再后来就子大不由母了。我到了广州的银行工作,母亲对我的事管的很少。我坚持每年春节回家。年二十九下班了去给她买新衣服,金戒子、金镯子、金耳环、金项链,一定是黄金的,每年换着花样买,不重样。每年都是年三十才到家。她都会戴着在村里招摇过市,拿着我给她的压岁钱,关键是新钞,去打麻将,很亢奋。我一般年初一初二就出门了,去做一些我想要做的事,她从来不抱怨,还会让我捎上年货,带上问候。等到我初六再回到家,已经没有时间在家多睡一晚上了,很多时候家门都没进,她直接把几百斤的年货满满当当的放我车上,我就绝尘而去,后镜能看到她模糊的笑脸,站在路边使劲的挥手。
为了我一年回一趟家,住上一两天,她要提前一个月准备。收拾房间,收拾院子,准备无污染的活鱼,晒好鱼干,等我来取。找到纯野生的鸭蛋,腌制好,等我来拿。而我根本不做饭,都是送给了最好的朋友,剩下的,在冰箱一直躺到第二年春节后。
母亲也是一个神奇的人。她不会游泳,在水里却沉不下去,还能踩水渡河。她没读过书,却总能讲几句不错的话,要我们劳动时,她说吃得苦中苦方为人上人,我准备扔掉铁饭碗创业时,她说人总是要有梦想的,万一实现了呢!有阵子我炒股比较张扬,母亲知道后不仅没有劝我注意风险,还主动打了十万块钱给我炒股。知道的朋友都说神奇。

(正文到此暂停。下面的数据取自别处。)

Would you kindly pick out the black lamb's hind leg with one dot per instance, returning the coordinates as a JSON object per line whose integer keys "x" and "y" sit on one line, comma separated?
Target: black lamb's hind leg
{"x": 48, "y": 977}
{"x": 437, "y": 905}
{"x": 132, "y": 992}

有年她来广州看我,把桌子椅子,书籍文件,擦了一遍又一遍,说我没动你的东西,位置都没变,只是擦灰尘,比清洁阿姨做的好吧!我带她去四季酒店吃饭,问她这里高级不高级。她傻笑着说高级。我说住一晚,她说那得多贵。我说有免费券,不用就过期了。她说那必须住,不过你别骗我啊。后来看她住的开心,让她住了两晚。她第一晚直接没睡觉,泡澡,看夜景,看电视,连那个有滑轮的椅子都成了她享受的对象。回村里讲了一个礼拜,说住那个酒店就像当皇上一样。
现在,母亲就是一件事,要抱孙子。但每次都是敢怒不敢言,感觉她好不容易鼓起勇气拨通的电话,却只是问我在干嘛,有没有打扰我,然后就说电话费很贵,挂了。这也是她十几年养成的习惯,每次通话不超过一分钟,其实电话费早不贵了,她的一条鱼够她打上一天电话。我猜,她可能觉得通讯费看不见摸不着,不划算吧!
母亲一天天老去,我不能按照她的意愿去做每一件事,她也没有对我提太多要求,在这个母亲节前夕,突然想写下这些点点滴滴。